Role and Scope for X- Ray Technologist or Radiologic Technologist
A Radiologic technologist performs all types of imaging procedures, most commonly x-rays. They also administer non-radioactive isotopes known as contrast media for diagnostic purposes. Radiologic technologists are also known as radiographers or x-ray techs. They provide a high standard of patient care, prepare patients for examinations, and explain procedures. Radiologic technologists have a thorough understanding of anatomy, positioning, radiographic exposure, patient care and radiation protection.
Radiologic technologists follow physician’s orders and conform to the regulations concerning the use of radiation to protect themselves, the patients and co workers. With experience radiographers perform complex procedures such as fluoroscopy, which is a real time x-ray procedure used by physicians. Radiologic technologists can also specialize either in computed tomography (CT) or magnetic resonance imaging (MRI). CT scans use ionizing radiation, while MRI scans use non-ionizing radio frequency to generate images. Radiographers may also specialize in mammography, angiography, surgery, trauma, and bone density to name a few.

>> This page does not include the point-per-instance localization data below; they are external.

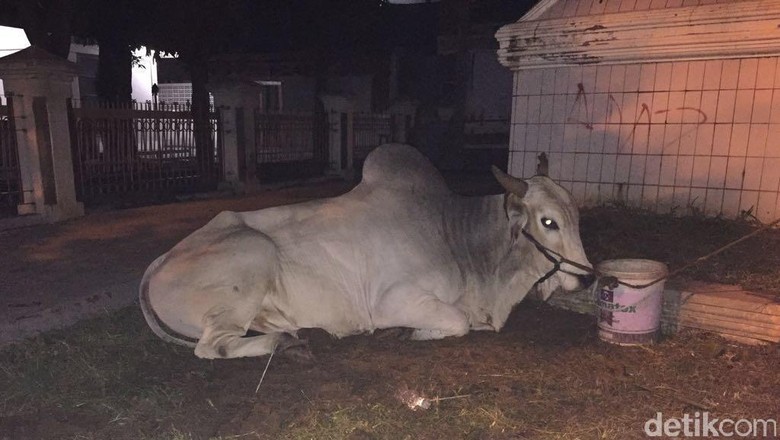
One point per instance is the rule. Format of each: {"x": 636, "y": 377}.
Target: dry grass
{"x": 545, "y": 376}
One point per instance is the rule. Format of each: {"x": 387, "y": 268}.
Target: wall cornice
{"x": 739, "y": 29}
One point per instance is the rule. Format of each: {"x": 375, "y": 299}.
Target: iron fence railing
{"x": 290, "y": 144}
{"x": 139, "y": 148}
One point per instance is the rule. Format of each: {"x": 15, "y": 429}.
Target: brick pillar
{"x": 339, "y": 110}
{"x": 41, "y": 85}
{"x": 238, "y": 102}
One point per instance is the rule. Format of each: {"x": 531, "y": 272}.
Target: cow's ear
{"x": 516, "y": 213}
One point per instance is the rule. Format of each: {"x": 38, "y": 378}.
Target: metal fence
{"x": 140, "y": 148}
{"x": 371, "y": 130}
{"x": 290, "y": 145}
{"x": 10, "y": 178}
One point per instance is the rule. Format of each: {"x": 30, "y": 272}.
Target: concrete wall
{"x": 579, "y": 8}
{"x": 693, "y": 136}
{"x": 691, "y": 130}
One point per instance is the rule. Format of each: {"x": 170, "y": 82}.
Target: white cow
{"x": 399, "y": 250}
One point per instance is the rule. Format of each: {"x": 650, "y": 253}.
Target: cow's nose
{"x": 586, "y": 280}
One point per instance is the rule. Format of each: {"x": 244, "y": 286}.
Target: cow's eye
{"x": 549, "y": 224}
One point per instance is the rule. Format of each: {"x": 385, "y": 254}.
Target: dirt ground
{"x": 545, "y": 376}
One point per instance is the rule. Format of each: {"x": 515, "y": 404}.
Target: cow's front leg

This profession requires good physical stamina, as radiographers are required to stand for long periods, lift and turn disabled patients, and move heavy equipment. Full time x-ray technologists are required to work for about 40+ hours a week, part time and shift work opportunities are also available. Most of the employers prefer to hire technologists with formal training. It is mandatory by law to be certified to work as radiologic technologist and in 2007, 40 states required licensure for practicing. The ARRT (American Registry of Radiologic Technologists) offers voluntary certification.
Radiographers are primarily employed with hospitals, followed by physician offices, medical laboratories, outpatient imaging centers and government agencies. Radiologic technologists held approximately 196,000 jobs in 2006 and their employment rate is expected to grow by another 15 to 20% by 2016. The average median annual earnings for a radiologic technologist was $48,170 in 2006.
Radiographers with expertise in multiple diagnostic imaging modalities are likely to have better employment opportunities and with experience the likelihood of being promoted to supervisor, chief technologist and finally the department director.